When we looked at the two original variables, we DID see a pattern. Why is that pattern gone when we use two PCs?

We forgot something in our analysis. We should have looked at the univariate distributions, i.e., each individual variable. Let's make a stripchart:

In [26]:
sns.stripplot(data = work_numeric)
plt.show()

Let's also take a look at the variance and the evr from the PCA:

In [27]:
for col in work_numeric.columns:
    print(col, work_numeric[col].var())
print('Total variance:', sum(work_numeric.var()))
age 144.64298994974874
children 1.0902261306532668
commute 0.12752271135608598
salary 656172323.7297488
years worked 1.8814741608040193
Total variance: 656172471.4719617
In [28]:
print(pca.explained_variance_ratio_) 
[9.99999777e-01 2.17854776e-07 2.98936692e-09 1.65526575e-09
 7.25054818e-11]
In [29]:
evr = pca.explained_variance_ratio_
plt.figure(figsize=(8,6))
plt.bar(range(1, len(evr)+1), evr, fill = True)
plt.grid(axis = 'y', linestyle = '--')
plt.xlabel('Principal Components', fontsize=14)
plt.ylabel('Fraction of total variance explained', fontsize=14)
plt.show()

What's going on?

In [30]:
from sklearn.preprocessing import StandardScaler as SS
In [31]:
ss = SS()
work_scaled = pd.DataFrame(ss.fit_transform(work_numeric), columns = 
                          work_numeric.columns)
work_scaled.head()
Out[31]:
age children commute salary years worked
0 1.540846 -0.974532 -0.792575 0.250870 -0.501449
1 1.624202 -0.974532 -0.934813 0.662036 1.216092
2 -0.376355 -0.014402 -0.612905 1.883636 1.245327
3 1.124063 3.826119 -0.803804 0.438920 0.090555
4 1.540846 -0.974532 -1.014822 -1.560161 1.091845
In [32]:
pca_work_scaled = pca.fit_transform(work_scaled)
In [33]:
y = work['retain']
labels = ['quit','stay']
colors = ['cornflowerblue', 'slategrey']
for yi in [0,1]:
    idx = y == yi
    plt.scatter(pca_work_scaled[idx,0], pca_work_scaled[idx,1], color = colors[yi],
               label = labels[yi])
plt.legend()
plt.show()

We would have come to an incorrect conclusion based on the first plot.

In [34]:
print(pca.explained_variance_ratio_) 
[0.35675069 0.22437386 0.19870812 0.17651962 0.04364771]
In [35]:
evr = pca.explained_variance_ratio_

plt.figure(figsize=(8,6))
plt.bar(range(1, len(evr)+1), evr, fill = True)
plt.grid(axis = 'y', linestyle = '--')
plt.xlabel('Principal Components', fontsize=14)
plt.ylabel('Fraction of total variance explained', fontsize=14)
plt.show()

It looks like, to get to 90% of total variance explained, we're going to need 4 dimensions, which isn't so much of a reduction.

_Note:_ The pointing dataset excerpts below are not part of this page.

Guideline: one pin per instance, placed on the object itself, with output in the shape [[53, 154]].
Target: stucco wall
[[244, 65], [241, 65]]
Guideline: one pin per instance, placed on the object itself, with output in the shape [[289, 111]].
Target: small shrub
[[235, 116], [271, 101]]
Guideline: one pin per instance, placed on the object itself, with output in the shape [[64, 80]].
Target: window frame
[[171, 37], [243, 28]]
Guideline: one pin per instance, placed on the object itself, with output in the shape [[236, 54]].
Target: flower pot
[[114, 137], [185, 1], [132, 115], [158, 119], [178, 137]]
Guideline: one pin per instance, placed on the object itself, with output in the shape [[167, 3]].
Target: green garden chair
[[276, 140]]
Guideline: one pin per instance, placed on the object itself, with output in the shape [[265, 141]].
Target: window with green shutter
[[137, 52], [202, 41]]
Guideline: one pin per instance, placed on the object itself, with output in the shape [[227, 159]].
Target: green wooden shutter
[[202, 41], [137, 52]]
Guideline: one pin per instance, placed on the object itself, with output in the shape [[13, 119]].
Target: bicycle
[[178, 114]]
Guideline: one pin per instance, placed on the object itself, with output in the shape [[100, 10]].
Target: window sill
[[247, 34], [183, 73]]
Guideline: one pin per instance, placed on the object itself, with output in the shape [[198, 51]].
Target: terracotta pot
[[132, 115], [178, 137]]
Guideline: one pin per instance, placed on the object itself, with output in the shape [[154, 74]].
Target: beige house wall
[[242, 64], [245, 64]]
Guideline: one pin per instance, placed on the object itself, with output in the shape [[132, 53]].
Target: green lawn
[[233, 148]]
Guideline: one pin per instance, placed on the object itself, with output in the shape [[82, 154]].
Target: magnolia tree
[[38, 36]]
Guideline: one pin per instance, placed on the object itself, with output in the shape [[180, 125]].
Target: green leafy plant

What's important to note here is that our original result simply wasn't correct. That is an example of what can happen if you fail to thoroughly inspect your data before diving into some type of modeling.

tSNE (t-distributed stochastic neighbor embedding)¶

tSNE is primarily used for visualization purposes. On the level of matehmatical sophisitication, tSNE is much more complicated than PCA. tSNE stands for "t-distributed stochastic neighbor embedding".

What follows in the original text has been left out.